Proxima Centauri, 4.24 light-years away, is a red dwarf star. That means it’s dimmer and smaller than our sun (only one-tenth the mass, and one-thousandth as bright). This means for a planet to reside in the star’s goldilocks zone (where liquid surface water can exist), it needs to orbit it relatively close. This also puts it in a position where it might be badly inundated by solar flares that are powerful enough to strip Proxima b of its atmosphere and render it, infant, uninhabitable.
But new research led by the astronomers at the Harvard-Smithsonian Center for Astrophysics (CfA) and published in the Monthly Notices of the Royal Astronomical Society demonstrates there’s at least one trait Proxima Centauri shares with our own sun — it has a starspots, and undergoes a regular activity cycle where they activate and dissipate.
The sun’s spot activity works on an 11-year cycle. Dark blotches will appear on the surface when the temperature decreases a bit. Magnetic fields operate in such a way as to sometimes reduce the flow of ionized gas (plasma) towards these regions, which allows the spots to form. At the maximum of the cycle, there might be as many as 100 sunspots covering less than one percent of the sun’s surface.

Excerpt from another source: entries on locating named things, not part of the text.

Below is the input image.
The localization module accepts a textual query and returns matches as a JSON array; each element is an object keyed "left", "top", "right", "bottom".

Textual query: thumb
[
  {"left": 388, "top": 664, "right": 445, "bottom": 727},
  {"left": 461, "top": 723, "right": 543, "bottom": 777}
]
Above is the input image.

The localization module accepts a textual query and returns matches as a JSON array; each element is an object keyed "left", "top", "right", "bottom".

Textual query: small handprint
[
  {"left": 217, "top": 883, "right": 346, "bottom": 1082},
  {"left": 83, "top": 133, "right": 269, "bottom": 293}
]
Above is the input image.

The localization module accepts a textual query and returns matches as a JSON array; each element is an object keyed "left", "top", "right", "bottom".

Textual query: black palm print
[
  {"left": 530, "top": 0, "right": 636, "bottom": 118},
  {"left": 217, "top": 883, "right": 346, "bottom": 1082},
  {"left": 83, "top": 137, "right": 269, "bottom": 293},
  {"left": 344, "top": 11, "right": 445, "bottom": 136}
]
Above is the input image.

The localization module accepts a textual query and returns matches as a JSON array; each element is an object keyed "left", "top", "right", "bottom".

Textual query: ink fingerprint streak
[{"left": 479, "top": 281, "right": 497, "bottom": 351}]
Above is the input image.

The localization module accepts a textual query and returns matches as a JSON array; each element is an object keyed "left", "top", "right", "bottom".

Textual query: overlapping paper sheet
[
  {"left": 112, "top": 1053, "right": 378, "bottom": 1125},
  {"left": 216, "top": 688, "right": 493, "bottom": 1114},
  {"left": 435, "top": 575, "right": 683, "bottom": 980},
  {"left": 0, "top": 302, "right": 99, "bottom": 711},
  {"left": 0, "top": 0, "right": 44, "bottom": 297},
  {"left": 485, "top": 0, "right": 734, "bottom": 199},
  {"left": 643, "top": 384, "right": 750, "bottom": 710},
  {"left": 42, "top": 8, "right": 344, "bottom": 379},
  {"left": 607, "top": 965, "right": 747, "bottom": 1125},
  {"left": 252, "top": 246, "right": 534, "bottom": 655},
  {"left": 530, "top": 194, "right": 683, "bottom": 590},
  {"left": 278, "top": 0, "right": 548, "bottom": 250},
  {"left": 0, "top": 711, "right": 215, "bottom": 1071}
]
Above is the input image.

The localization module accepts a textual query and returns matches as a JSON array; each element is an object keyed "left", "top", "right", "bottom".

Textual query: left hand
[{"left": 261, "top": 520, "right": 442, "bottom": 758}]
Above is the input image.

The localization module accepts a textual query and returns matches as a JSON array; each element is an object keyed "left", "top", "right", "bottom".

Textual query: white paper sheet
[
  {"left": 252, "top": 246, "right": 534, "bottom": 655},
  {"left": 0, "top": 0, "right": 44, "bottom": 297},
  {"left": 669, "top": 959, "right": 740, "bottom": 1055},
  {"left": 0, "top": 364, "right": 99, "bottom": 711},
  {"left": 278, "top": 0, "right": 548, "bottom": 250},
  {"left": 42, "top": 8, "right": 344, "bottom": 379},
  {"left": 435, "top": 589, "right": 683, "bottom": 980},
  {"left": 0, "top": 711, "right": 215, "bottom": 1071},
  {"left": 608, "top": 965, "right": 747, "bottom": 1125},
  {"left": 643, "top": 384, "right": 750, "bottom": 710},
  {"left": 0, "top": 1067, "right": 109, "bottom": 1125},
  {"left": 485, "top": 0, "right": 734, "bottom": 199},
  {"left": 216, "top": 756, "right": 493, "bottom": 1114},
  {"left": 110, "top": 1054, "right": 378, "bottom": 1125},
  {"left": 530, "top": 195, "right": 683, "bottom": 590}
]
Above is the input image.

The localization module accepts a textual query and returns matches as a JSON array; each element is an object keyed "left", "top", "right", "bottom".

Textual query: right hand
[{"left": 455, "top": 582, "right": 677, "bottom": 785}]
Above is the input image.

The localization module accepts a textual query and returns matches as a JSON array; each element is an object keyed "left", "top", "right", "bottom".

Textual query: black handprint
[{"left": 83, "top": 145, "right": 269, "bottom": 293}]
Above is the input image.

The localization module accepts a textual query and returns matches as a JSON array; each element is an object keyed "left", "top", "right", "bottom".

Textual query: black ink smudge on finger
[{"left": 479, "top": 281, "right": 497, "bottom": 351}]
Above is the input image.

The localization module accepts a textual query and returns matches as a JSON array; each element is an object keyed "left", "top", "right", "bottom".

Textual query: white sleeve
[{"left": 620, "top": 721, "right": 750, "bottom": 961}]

On Proxima Centauri, the researchers found a similar cycle working on a seven-year course. However, because the red dwarf is so much smaller than our own yellow sun, as much as 20 percent of the surface could be spotted up.
“If intelligent aliens were living on Proxima b, they would have a very dramatic view, lead author Brad Wargelin of the CfA said in a news release.
It’s an unexpected find that underscores how much more there is to learn about stellar magnetic fields. It’s unclear to what extent the starspot cycles on Proxima Centauri would affect habitability on Proxima b. A regular starspot cycle might suggest a bigger stability for the star, but it does not scrub away the theory that stellar flares might be bombarding Proxima b and turning it into a sterile landscape. Further research — and most importantly, direct observations — will be required before we really know what’s going on in our nearest interstellar neighborhood.